1931 del 1970, art. 6, comma 15, oggi sostituito dall'art. 2, comma 9, dell'Allegato IX a Parte V del
D.Lgs. n. 152 del 2006 "Norme in materia ambientale" che regola le distanze dei camini dalle
costruzioni vicine (art. 360 c.p.c., n. 3). Avrebbe errato la Corte di Trento, secondo la ricorrente, per
aver applicato alla fattispecie in esame la norma di cui all'art. 879 c.c. laddove prevede che le norme
relative alle distanze non si applicano alle costruzioni che si fanno in confine con le piazze e le vie
pubbliche, anche alle distanze dettate dal D.P.R. n. 1391 del 1970, relative alle distanze a salvaguardia
dell'inquinamento atmosferico. Piuttosto, ritiene la ricorrente, sia il D.P.R. n. 1391 del 1979 che il
D.Lgs. n. 152 del 2006, dettano norme in materia ambientale che non subiscono il limite posto dall'art.
879 c.c., considerato che la normativa di cui all'art. 879 c.c., riguarda esclusivamente le distanze previste
dall'art. 873 c.c.. La Cassazione ritiene che il motivo è infondato.
Con il secondo motivo, la ricorrente lamenta l'omessa, insufficiente e contraddittoria motivazione
riguardo alla tollerabilità dei fumi e delle immissioni provenienti dal camino di casa C. (art. 360 c.p.c.,
n. 5). Secondo la ricorrente, la Corte di Appello di Trento non avrebbe risposto alla doglianza della
signora P. circa la tollerabilità delle immissioni di fumo.

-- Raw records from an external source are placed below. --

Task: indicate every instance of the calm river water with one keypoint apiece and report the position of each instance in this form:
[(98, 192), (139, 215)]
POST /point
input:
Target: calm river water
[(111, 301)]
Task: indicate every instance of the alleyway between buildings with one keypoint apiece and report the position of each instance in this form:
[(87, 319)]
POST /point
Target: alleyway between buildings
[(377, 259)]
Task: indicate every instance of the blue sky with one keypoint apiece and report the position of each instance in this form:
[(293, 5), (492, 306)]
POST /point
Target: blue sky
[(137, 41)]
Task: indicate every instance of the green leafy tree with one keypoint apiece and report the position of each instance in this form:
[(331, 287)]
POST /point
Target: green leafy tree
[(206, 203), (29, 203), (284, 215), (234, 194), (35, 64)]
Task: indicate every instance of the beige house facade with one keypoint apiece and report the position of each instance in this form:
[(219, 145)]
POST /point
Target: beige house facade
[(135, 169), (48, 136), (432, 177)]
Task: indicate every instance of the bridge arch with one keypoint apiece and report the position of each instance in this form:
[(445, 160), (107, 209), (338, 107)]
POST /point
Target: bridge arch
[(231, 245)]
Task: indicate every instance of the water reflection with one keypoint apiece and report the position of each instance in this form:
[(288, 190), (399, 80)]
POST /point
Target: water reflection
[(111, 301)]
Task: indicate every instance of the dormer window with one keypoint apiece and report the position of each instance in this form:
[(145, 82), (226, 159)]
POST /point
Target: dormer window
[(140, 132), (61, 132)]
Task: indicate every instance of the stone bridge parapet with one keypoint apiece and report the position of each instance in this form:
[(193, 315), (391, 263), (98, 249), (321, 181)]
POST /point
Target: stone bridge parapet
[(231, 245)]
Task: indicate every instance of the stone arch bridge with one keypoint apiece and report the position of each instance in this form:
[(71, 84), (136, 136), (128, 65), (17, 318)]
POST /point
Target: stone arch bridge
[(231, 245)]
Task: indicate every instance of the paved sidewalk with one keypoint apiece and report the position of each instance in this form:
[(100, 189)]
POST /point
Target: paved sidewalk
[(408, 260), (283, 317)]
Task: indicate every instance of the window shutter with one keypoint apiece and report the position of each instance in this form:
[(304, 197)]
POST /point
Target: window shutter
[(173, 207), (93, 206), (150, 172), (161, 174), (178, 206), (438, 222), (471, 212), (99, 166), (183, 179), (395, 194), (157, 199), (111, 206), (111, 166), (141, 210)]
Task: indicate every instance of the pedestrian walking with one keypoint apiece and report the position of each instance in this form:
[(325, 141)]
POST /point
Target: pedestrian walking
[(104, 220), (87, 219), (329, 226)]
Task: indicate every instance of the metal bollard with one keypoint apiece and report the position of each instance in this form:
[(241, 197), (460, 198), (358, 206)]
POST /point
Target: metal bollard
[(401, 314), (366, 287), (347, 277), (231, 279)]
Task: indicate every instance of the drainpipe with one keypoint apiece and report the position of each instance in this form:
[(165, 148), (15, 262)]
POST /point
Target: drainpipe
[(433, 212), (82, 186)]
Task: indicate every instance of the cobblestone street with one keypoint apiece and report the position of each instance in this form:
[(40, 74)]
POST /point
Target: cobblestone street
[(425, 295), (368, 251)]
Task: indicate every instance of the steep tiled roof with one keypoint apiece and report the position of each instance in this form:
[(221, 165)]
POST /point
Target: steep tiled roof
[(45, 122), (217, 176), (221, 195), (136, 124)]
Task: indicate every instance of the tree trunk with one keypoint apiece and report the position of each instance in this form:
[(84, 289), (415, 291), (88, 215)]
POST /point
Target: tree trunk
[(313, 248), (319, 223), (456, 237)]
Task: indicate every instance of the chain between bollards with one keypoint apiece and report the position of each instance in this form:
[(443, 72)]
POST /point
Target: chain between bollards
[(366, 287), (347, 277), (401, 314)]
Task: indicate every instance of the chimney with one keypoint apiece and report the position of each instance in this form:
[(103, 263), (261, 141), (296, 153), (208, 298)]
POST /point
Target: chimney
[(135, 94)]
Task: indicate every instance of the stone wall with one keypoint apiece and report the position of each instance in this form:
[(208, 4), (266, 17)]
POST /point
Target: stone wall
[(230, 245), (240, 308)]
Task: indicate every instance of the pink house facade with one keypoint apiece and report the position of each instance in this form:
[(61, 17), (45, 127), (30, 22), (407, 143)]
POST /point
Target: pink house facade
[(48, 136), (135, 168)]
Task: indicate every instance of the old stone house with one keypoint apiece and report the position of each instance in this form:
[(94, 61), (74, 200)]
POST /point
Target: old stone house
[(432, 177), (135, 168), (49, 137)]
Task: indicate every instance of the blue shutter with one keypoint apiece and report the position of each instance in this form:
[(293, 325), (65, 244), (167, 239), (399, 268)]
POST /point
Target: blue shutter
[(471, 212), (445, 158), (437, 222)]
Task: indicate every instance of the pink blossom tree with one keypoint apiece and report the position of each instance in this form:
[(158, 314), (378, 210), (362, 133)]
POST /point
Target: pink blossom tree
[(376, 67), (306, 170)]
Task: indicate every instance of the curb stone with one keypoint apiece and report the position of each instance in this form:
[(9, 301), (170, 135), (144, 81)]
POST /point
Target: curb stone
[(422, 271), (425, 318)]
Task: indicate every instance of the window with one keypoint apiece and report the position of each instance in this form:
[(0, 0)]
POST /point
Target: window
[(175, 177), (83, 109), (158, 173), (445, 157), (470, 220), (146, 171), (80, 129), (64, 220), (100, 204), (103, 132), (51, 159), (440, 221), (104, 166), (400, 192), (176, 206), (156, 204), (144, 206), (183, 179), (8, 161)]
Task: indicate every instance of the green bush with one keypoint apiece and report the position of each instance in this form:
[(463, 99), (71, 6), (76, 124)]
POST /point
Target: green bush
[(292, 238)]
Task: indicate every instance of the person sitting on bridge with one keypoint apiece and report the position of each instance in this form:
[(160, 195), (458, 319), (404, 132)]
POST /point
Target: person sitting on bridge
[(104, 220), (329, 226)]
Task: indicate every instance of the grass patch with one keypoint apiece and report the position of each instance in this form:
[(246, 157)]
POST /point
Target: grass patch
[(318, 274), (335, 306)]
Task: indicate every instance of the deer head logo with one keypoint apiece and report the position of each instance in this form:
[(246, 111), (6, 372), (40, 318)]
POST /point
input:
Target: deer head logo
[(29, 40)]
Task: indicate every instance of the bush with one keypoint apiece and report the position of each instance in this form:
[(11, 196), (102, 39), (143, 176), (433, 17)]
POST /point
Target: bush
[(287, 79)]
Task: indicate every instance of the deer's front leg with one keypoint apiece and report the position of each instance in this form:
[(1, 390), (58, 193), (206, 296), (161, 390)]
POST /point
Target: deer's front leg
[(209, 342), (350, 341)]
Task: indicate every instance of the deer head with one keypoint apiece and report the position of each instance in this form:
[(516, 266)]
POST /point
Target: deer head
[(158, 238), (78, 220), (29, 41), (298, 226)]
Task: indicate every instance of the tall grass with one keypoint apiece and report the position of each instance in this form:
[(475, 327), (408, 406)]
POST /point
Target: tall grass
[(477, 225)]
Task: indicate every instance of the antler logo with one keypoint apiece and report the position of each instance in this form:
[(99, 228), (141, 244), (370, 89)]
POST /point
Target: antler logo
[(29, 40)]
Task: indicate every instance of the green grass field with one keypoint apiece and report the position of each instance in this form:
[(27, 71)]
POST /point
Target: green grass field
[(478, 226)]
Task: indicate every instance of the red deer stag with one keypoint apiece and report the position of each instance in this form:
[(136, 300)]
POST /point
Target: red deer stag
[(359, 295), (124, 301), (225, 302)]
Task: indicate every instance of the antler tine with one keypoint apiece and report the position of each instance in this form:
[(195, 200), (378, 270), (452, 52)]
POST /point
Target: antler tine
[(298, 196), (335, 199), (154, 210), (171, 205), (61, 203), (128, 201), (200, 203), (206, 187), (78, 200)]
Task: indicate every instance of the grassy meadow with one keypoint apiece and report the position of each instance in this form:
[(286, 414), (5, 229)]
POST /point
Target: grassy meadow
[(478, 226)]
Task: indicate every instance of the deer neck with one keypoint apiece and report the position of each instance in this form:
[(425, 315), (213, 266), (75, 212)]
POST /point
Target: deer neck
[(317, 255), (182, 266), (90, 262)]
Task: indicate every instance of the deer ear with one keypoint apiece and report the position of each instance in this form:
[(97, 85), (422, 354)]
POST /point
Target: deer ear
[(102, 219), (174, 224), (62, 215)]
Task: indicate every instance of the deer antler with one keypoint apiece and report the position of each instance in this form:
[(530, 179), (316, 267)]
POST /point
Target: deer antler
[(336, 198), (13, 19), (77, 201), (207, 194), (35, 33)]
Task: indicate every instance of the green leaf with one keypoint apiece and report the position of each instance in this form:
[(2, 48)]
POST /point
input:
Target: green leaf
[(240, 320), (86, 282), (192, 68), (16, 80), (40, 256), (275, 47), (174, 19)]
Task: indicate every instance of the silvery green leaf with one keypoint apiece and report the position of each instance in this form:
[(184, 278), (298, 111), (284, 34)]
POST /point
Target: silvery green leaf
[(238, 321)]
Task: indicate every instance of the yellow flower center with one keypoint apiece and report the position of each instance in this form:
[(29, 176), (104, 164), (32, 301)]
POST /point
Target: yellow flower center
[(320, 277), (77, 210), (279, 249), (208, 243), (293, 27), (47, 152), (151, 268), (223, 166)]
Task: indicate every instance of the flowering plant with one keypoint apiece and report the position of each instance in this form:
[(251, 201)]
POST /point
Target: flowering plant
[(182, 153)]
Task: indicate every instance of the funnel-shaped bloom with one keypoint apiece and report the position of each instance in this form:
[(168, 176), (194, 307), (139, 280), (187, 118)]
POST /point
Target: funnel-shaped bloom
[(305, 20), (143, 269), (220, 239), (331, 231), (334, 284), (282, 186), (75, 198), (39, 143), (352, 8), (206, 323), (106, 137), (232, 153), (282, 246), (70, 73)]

Con l'atto di appello - chiarisce la ricorrente - essa stessa ricorrente aveva lamentato che l'accertamento
sulla tollerabilità dei fumi non fosse stato in realtà compiuto dal CTU, il quale in sostanza si era limitato
ad affermare che le immissioni erano inevitabili, ma non aveva chiarito se fossero anche tollerabili,
epperò, la Corte trentina a tale lamentela non avrebbe dato la benchè minima risposta.
La Suprema Corte di Cassazione sostiene che il motivo è fondato.
La Corte di Trento, richiamandosi alla CTU, ha chiarito che i fumi emessi dal camino in oggetto, al
servizio di una stufa, che viene alimentata a legna non erano idonei per la parte in cui invadevano
per la presenza di vento la proprietà della sig.ra P. ad arrecare danno alla salubrità e alla
sicurezza. Tuttavia, la Corte trentina non ha tenuto conto che in primis avrebbe dovuto accertare la
denunciata intollerabilità delle immissioni rapportate al diritto alla salute nonchè al diritto ad un
ambiente salubre della persona che subiva le immissione di cui si dice. Come insegna questa Suprema
Corte cui fa eco la dottrina più avvertita, l'art. 844 c.c., comma 2, alla luce di un'interpretazione
costituzionalmente orientata, ponendo alle immissioni il limite della normale tollerabilità ha inteso
tutelare il diritto alla salute ed il diritto ad un ambiente salubre. La Corte di merito, avrebbe dovuto,
pertanto, effettuare una valutazione concreta e media tra i contrastanti diritti dei proprietari dei fondi
oggetto di controversia, tenendo conto delle condizioni dei luoghi, della natura, dell'entità e della causa
delle immissioni, delle necessità generali ed assolute, quotidiane e civili, della umana coesistenza e,
sussidiariamente, anche della priorità dell'uso. Nè esaustive sono le affermazioni contenute nella
sentenza impugnate secondo cui il Tribunale aveva dichiarato che le immissioni di fumo di cui si dice
erano inevitabili, ma anche tollerabili o l'espressione secondo cui "orbene l'art. 844 c.c., prevede che
nella valutazione della normale tollerabilità si tenga conto delle condizioni dei luoghi e del c.d. preuso"
perchè sono (affermazioni) generiche non rapportate alla situazione concreta posta all'attenzione del
Giudice.
In definitiva, va rigettato il primo motivo del ricorso e accolto il secondo primo motivo, la sentenza
impugnata va cassata e la causa rinviata ad altra sezione della Corte di appello di Trento, anche per il
regolamento delle spese relativo al presente giudizio di cassazione.
P.Q.M.
La Corte rigetta il primo motivo del ricorso e accoglie il secondo motivo, cassa la sentenza
impugnata e rinvia la causa ad altra sezione della Corte di Appello di Trento anche per il
regolamento delle spese del presente giudizio di cassazione.